The iMac had a 2.8 GHz QUAD-core i5, 4GB of RAM, and a 1TB HDD. And of course, my base 13" rMBP has a 2.5 GHz DUAL-core i5, 8GB of RAM, and the 128GB SSD.

While the 8GB of RAM and SSD are upgrades, I think I finally noticed the processor downgrade when encoding a movie in iMovie last night. My question is whether or not a 2010 quad-core i5 chip is THAT much more powerful than the dual-core i5 in my rMBP to the point where the time difference of encoding a video would be significantly noticeable? Thoughts?
 
Encoding will be done faster on the computer with the fastest CPU (in terms of clock and architecture efficiency) and fastest HDD (reading and writing does take its time).
 
So, I went ahead and bought the 13" rMBP upon it's introduction last October, selling my mid-2010 27" iMac in the process.

The iMac had a 2.8 GHz QUAD-core i5, 4GB of RAM, and a 1TB HDD. And of course, my base 13" rMBP has a 2.5 GHz DUAL-core i5, 8GB of RAM, and the 128GB SSD.

While the 8GB of RAM and SSD are upgrades, I think I finally noticed the processor downgrade when encoding a movie in iMovie last night.
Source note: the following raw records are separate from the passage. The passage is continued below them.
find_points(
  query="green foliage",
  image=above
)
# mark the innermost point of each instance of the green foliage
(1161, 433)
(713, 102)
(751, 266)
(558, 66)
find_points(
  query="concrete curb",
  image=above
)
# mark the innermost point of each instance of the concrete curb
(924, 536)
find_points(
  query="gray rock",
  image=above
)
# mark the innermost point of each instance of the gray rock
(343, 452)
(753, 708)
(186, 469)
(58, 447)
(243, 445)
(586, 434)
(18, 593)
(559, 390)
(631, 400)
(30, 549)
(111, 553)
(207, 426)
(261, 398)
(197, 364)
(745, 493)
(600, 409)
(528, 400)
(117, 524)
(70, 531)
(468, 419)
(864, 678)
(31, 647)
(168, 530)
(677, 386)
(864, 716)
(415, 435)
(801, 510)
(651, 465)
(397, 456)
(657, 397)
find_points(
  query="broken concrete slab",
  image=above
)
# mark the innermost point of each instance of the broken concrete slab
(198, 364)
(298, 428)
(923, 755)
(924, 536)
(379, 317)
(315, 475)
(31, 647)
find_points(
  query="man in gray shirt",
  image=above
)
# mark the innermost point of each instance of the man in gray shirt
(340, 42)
My question is whether or not a 2010 quad-core i5 chip is THAT much more powerful than the dual-core i5 in my rMBP to the point where the time difference of encoding a video would be significantly noticeable? Thoughts?

If it uses all 4 cores, encoding will show a difference.
 
So safe to say that for most tasks, the 8GB of RAM and SSD of the rMBP are an upgrade over my old iMac, but when it comes to encoding video, the quad-core chip of the iMac would be missed even though it was 2 1/2 year old chip model?
 
Like I said, depends. If the application is able to do the multi threaded deal, then yes, a Quad core will win over the dual core. But if the application is not multi thread optimized, then you wont see much difference but the inherent architectural and clock improvements in performance.
 
Like I said, depends. If the application is able to do the multi threaded deal, then yes, a Quad core will win over the dual core. But if the application is not multi thread optimized, then you wont see much difference but the inherent architectural and clock improvements in performance.
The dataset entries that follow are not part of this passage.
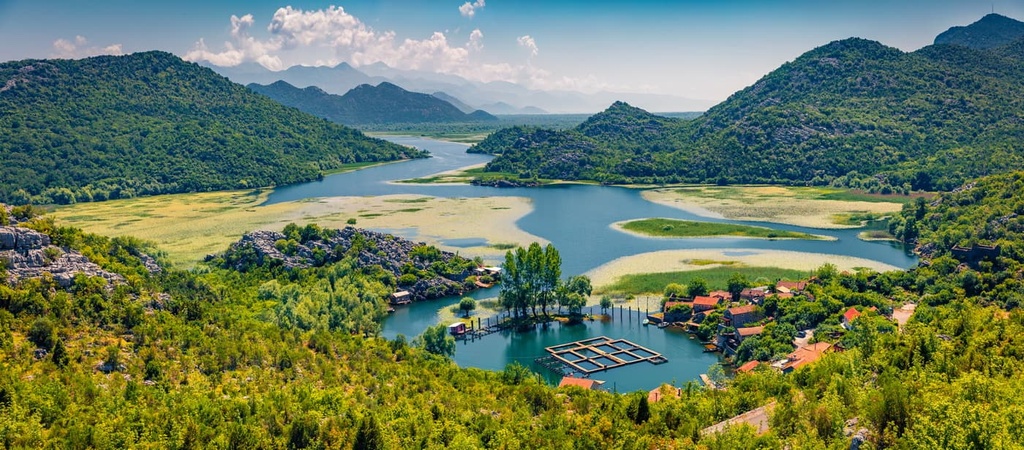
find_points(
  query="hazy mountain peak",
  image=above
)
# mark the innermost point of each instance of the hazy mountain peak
(989, 32)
Well as mentioned, the application I noticed a speed difference in was iMovie '11, which I'm guessing takes advantage of all available cores correct?
 
Well as mentioned, the application I noticed a speed difference in was iMovie '11, which I'm guessing takes advantage of all available cores correct?

Watch Activity Monitor while you're processing and see if all 4 cores get pegged.